Simulation studies and three-dimensional (3-D) reservoir modeling were conducted as part of an integrated geologic, petrophysical, and geophysical effort to better define the distribution of remaining oil and the opportunities for a more effective recovery of remaining hydrocarbons. Two 3-D reservoir models—a 2000-ac window model and a fieldwide model—were built using a cycle-based geologic framework and rock-fabric–dependent petrophysical properties. A comprehensive sensitivity study on volumetrics was conducted using the fieldwide model, and reservoir simulation was performed in a 1600-ac area in the window model.

Original oil in place (OOIP) is a complex function of log-data quality, mapping parameters, vertical resolution of the 3-D grid, oil-water contact, and cutoff values in porosity, permeability, and water saturation. The high vertical-resolution 3-D model calculates higher OOIP than the 36-layer cycle-based model by 8 to 30%, depending on the cutoff criteria. Because permeability is a function of porosity and rock fabric, the permeability cutoff is equivalent to rock-fabric-dependent porosity or water saturation cutoffs and is less sensitive to grid vertical resolution than porosity and water saturation cutoffs.

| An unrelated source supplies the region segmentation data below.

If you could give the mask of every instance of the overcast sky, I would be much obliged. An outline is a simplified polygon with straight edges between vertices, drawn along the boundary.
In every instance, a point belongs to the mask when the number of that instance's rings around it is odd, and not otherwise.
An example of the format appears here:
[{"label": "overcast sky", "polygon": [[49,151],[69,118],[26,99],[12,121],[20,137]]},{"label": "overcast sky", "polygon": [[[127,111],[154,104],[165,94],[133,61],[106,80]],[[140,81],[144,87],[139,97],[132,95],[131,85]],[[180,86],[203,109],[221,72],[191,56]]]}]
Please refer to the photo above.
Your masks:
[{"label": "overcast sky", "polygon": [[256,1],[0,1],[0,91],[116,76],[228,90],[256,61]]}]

The simulation study was divided into two phases: sensitivity analysis and history matching. The sensitivity study was used to evaluate and rank the importance of reservoir parameters affecting production performance. During simulation, oil relative permeability for primary recovery has a strong effect on recovery from waterflooding. Because fractures and breccias are common in testing and core data, negative skin factors (or effective wellbore radii) were used to simulate near-wellbore fractures, and permeability values in the lower Wichita were modified to simulate karst-related breccias. Through history matching, optimal fluid and rock properties were determined.